Table 9.1: Summary of Functionals
Function Description Example
lapply(X, FUN) Compute a function over data and output a list. lapply(mtcars, mean)
sapply(X, FUN) Compute a function over data and output a matrix (sometimes a list, depending on the function being passed). sapply(mtcars, mean)
apply(X, MARGIN, FUN) Compute a function row-wise or column-wise. apply(mtcars, 1, mean); apply(mtcars, 2, mean)
vapply(X, FUN, FUN.VALUE) Compute a function over data and check if the output matches a pre-specified type. vapply(mtcars, mean, numeric(1))
mapply(FUN, …) Compute a function over one or more data inputs and output an array (vector or matrix). mapply(rbind, mtcars$mpg, mtcars$wt)
Map(f, …) Compute a function over one or more data inputs and output a list. Map(rbind, mtcars$mpg, mtcars$wt)

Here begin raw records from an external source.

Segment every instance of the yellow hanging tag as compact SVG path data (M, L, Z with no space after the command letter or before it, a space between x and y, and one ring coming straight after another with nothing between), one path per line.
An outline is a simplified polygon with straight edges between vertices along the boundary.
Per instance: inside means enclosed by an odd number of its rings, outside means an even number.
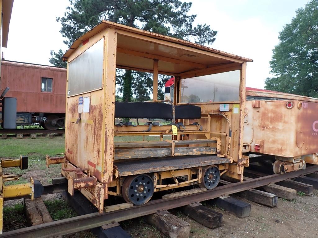
M177 136L178 132L177 129L177 126L173 125L172 126L172 135Z

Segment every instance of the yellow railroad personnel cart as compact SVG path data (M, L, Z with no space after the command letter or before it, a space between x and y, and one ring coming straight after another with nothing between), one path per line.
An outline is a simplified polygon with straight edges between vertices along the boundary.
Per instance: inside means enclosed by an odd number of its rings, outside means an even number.
M194 185L212 189L225 174L242 180L251 60L106 21L76 40L63 59L65 155L47 156L47 162L62 163L71 195L79 189L101 213L109 195L141 205L156 192ZM153 73L152 101L115 102L116 68ZM173 102L157 100L158 74L174 76ZM115 124L115 118L149 122ZM131 139L149 136L157 139ZM117 142L119 136L126 139Z

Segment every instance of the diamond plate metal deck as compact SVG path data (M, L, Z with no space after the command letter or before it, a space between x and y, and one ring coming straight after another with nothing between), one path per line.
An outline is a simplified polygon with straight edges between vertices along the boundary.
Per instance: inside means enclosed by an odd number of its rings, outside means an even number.
M120 176L180 169L230 162L230 159L216 155L192 155L151 158L139 161L115 162Z

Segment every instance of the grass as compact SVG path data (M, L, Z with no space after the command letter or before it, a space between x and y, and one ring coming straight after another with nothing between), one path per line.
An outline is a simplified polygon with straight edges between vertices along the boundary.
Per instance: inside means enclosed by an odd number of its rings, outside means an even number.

rapply(object, f, classes) Recursively compute a function over data and output a vector or list. rapply(iris, mean, classes = “numeric”)
tapply(X, INDEX, FUN) Generate grouped computations and output a vector. with(iris, tapply(Sepal.Length, Species, mean))
aggregate(formula, data, FUN) Generate grouped computations and output a data frame. aggregate(mpg ~ gear, mtcars, mean)